Obi slams ‘fiscal recklessness’ of Tinubu govt
President Bola Tinubu has directed all Ministries, Departments and Agencies (MDAs) to rely on existing electricity sector laws to clearly define how power subsidy costs are shared among the federal, state and local governments in the 2026 budget.
However, as the Senate moves towards approving the 2026 budget, presidential candidate of the Labour Party (LP) in the 2023 general elections, Peter Obi, criticised the Federal Government over what he described as a pattern of “fiscal recklessness” in the management of national budgets.
Director-General (DG) of the Budget Office of the Federation, Tanimu Yakubu, announced the presidential directive yesterday during a keynote at the opening of a training programme for MDAs on the 2026 post-budget preparation process in Abuja.
Yakubu said the President wanted electricity subsidy costs to be explicit, practical and transparent, warning that no level of government should carry hidden or unpaid obligations.
“Subsidy costs must be explicit, tracked and funded, so they do not return as arrears, liquidity crises or hidden liabilities in the power market,” he said.
According to him, whenever any tier of government chooses to keep electricity tariffs below cost, the financial responsibility for that decision must be clearly agreed upon and enforced.
The DG further said a fair share of subsidy costs would improve performance in the power sector and strengthen support for protecting vulnerable consumers.
Yakubu told the MDAs to fully disclose all subsidy-related costs in their budget proposals and stop pushing unpaid obligations into the power market, where they later emerge as debts that hurt electricity companies and consumers.
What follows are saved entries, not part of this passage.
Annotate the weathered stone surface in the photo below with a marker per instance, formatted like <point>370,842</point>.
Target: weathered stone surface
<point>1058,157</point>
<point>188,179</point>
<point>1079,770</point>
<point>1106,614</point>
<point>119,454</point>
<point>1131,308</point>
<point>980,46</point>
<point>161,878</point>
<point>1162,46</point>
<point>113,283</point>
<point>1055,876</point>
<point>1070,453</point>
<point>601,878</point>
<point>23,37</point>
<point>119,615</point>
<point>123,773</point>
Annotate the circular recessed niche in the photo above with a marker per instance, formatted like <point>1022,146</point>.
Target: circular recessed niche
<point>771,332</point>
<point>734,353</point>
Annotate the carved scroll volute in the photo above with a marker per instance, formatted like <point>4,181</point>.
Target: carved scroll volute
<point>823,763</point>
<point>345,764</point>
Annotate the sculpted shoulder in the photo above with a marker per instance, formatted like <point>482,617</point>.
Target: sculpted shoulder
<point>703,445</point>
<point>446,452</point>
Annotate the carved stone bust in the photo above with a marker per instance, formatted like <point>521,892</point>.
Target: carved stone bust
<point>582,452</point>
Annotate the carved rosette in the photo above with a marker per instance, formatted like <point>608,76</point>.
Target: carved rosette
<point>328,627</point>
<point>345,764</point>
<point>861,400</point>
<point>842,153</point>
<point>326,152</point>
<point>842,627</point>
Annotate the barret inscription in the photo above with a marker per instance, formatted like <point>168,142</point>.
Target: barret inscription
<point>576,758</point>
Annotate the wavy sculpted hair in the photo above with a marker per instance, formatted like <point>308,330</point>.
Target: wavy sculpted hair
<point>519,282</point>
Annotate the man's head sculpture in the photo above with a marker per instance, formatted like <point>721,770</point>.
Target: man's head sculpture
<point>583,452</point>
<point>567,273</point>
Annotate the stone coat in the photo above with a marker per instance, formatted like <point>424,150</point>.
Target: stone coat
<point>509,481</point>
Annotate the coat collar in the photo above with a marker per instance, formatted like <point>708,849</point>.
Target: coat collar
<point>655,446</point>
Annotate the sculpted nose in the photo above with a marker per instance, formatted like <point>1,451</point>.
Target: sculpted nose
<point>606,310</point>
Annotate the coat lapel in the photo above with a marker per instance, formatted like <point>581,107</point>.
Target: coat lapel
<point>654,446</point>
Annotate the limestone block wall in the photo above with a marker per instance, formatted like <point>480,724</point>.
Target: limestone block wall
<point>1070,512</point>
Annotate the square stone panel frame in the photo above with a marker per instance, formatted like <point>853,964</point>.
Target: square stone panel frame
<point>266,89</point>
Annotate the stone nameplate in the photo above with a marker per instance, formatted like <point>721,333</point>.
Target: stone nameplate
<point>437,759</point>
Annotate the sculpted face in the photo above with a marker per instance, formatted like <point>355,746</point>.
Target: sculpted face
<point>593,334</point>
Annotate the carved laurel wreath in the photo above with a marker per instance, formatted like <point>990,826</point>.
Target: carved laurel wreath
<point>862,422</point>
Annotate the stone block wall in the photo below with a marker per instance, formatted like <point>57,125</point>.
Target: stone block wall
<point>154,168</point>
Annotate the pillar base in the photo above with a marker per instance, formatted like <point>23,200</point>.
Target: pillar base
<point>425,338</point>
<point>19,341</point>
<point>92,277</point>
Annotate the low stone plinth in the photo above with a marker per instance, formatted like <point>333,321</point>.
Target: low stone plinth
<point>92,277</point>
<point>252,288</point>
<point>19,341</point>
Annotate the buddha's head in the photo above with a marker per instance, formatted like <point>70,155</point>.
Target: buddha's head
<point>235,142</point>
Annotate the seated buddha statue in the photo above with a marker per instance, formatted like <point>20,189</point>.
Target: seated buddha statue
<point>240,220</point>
In a statement posted on his X handle, Obi questioned which budget Nigeria would effectively use this year, pointing out that the government had been implementing items from 2023, 2024 and 2025 budgets simultaneously, creating confusion and undermining fiscal discipline.
He noted that President Bola Tinubu inherited a legally signed N21.83 trillion budget for 2023, only to introduce a N2.17 trillion supplementary budget, which prioritised benefits for public office holders amid harsh economic reforms without a credible social protection framework.
“The pattern persisted with the passage of a N35.06 trillion budget for 2024 and a N54.99 trillion budget for 2025,” Obi wrote. “In less than three years, Tinubu has exercised appropriation powers over more than N114 trillion in public spending, yet the government has failed to achieve even 50 per cent budget implementation, exposing a profound crisis of budget credibility.”
The former Anambra State governor also criticised the government for repealing and re-enacting the 2024 and 2025 budgets with extended timelines, without publishing details of capital projects or their costs, calling it “fiscal obscurity elevated to the level of state policy.”
Obi further condemned the dismantling of OpenTreasury.gov.ng, the transparency portal inherited from his administration, noting that no budget implementation report was released in 2025, despite poor performance.
“The proposed 2026 budget, still lacking critical details, indicates that the administration has no intention of addressing the structural weaknesses at the core of Nigeria’s public finance system,” he added, urging a return to the January–December budget cycle, which he said would improve planning, accountability and sustainable development.